Code Ann. 38-1803 provides: "A witness may be impeached by contradictory statements previously made by him as to matters relevant to his testimony and to the case. Before contradictory statements may be proved against him (unless they are written statements made under oath in connection with some judicial proceedings), the time, place, persOn, and circumstances attending the former statement shall be called to his mind with as much certainty as possible; and if in writing, the same shall be shown to him, or read in his hearing, if in existence; and to lay this foundation, he may be recalled at any time."
In this case, as no statement was made by Brown which could be contradicted no foundation could be laid for impeachment purposes. Thus, the appellants sought to cross-examine the witness on an irrelevant matter. "The right of cross examination is not abridged where cross examination of the witness to irrelevant matters is not permitted. The trial court has a discretion to control the right of cross examination within reasonable grounds, and the exercise of this discretion will not be controlled unless abused." Pope v. Firestone Tire &c. Co., 150 Ga. App. 396
, 399 (258 SE2d 14
) (1979). We find no abuse of the trial court's discretion.

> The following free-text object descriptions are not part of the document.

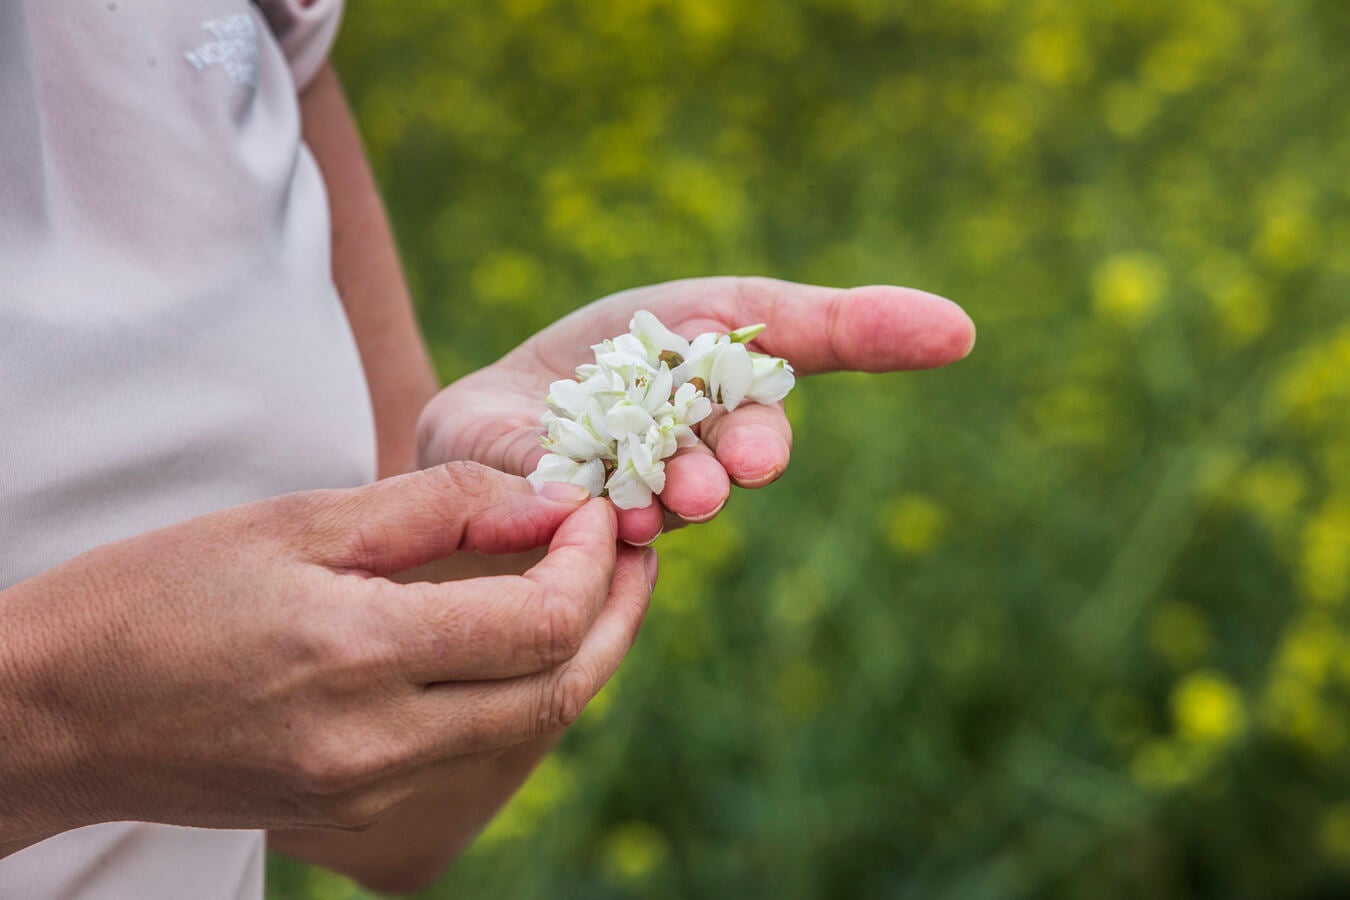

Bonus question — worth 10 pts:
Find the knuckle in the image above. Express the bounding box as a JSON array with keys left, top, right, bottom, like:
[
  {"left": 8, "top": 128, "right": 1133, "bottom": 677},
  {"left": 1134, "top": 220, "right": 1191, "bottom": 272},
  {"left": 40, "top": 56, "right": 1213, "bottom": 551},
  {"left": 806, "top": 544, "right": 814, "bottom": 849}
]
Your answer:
[
  {"left": 433, "top": 460, "right": 499, "bottom": 501},
  {"left": 278, "top": 486, "right": 325, "bottom": 514},
  {"left": 225, "top": 490, "right": 324, "bottom": 553},
  {"left": 535, "top": 587, "right": 586, "bottom": 667},
  {"left": 293, "top": 751, "right": 364, "bottom": 797},
  {"left": 291, "top": 735, "right": 405, "bottom": 798},
  {"left": 538, "top": 664, "right": 594, "bottom": 734},
  {"left": 325, "top": 793, "right": 394, "bottom": 832},
  {"left": 344, "top": 521, "right": 392, "bottom": 573},
  {"left": 294, "top": 488, "right": 356, "bottom": 549},
  {"left": 291, "top": 617, "right": 393, "bottom": 691}
]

2. The trial court did not err in excluding the personnel records of Melvin Brown on the grounds that they were irrelevant. Appellant contends that they were relevant and admissible for the purpose of showing knowledge and notice as to defendant MARTA. As the record does not show any attempt was made by the appellant to introduce the personnel file into evidence and there is nothing in the record to show that the trial court ordered the record excluded from evidence, there is nothing for this court to review on appeal. Rasberry v. State, 139 Ga. App. 189 (228 SE2d 186) (1976)
Allan L. Galbraith, Irwin M. Ellerin, for appellant.